Heineken 3D printed machine part with Ultimaker.
Howard landed his first senior position within a company back in the mid-90s and progressing into the new millennium has worked to ignite digital transformation, first in the broadband and communications industries, and now in the manufacturing one. He’s not alone in his visions of additive manufacturing’s role going forward. A number of companies are working to set the foundations of distributed networks, and plenty more have entertained the idea.
Howard believes artificial intelligence (AI) is the key to unlock the door, enabling files to be transferred securely, and manufacturers to work more flexibly. In fact, his specific purpose at Ultimaker is to ‘see what has not yet been realised,’ and that includes whether it is best for his company to introduce AI capabilities independently, whether to co-develop a platform or whether to license from another firm.

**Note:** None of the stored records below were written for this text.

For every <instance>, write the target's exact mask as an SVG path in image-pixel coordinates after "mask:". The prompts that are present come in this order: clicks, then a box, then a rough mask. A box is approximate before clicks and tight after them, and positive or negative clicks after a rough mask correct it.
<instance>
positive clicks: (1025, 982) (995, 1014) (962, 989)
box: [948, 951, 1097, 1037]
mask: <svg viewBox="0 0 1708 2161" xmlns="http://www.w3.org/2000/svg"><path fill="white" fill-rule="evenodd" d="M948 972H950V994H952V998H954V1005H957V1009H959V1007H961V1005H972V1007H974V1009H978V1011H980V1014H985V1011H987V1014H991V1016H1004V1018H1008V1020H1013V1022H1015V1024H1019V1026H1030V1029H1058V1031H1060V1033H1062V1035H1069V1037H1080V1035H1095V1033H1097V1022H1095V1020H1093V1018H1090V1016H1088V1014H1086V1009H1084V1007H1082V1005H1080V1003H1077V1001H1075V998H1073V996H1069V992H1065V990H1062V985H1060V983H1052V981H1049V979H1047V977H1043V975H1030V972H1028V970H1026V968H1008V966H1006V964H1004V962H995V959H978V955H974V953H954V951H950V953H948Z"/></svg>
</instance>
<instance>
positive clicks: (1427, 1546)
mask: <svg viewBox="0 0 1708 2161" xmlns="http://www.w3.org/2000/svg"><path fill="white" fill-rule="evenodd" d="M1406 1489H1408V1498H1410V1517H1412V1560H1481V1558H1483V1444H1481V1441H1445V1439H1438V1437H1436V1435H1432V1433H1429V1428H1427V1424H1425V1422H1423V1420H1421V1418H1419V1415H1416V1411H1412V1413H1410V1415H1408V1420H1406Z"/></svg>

All are open possibilities, according to Howard, who emphasised the strategic approaches in place.
Approaches that have been designed to enhance what Ultimaker brings to market, and in turn what is possible for the users of its technology, among them some of the biggest manufacturers in the world with their own desires around distributed manufacturing. The digital transformation of this market was the biggest opportunity that Howard wanted to be part of.
“I’ve been a part of manufacturing as a C-level executive and I’ve used 3D printing technologies in some of my roles before,” Howard assessed. “I saw how 3D printing could really be a transformational technology, and I’ve been involved in digital transformation and industry. This seems like a natural fit to me.”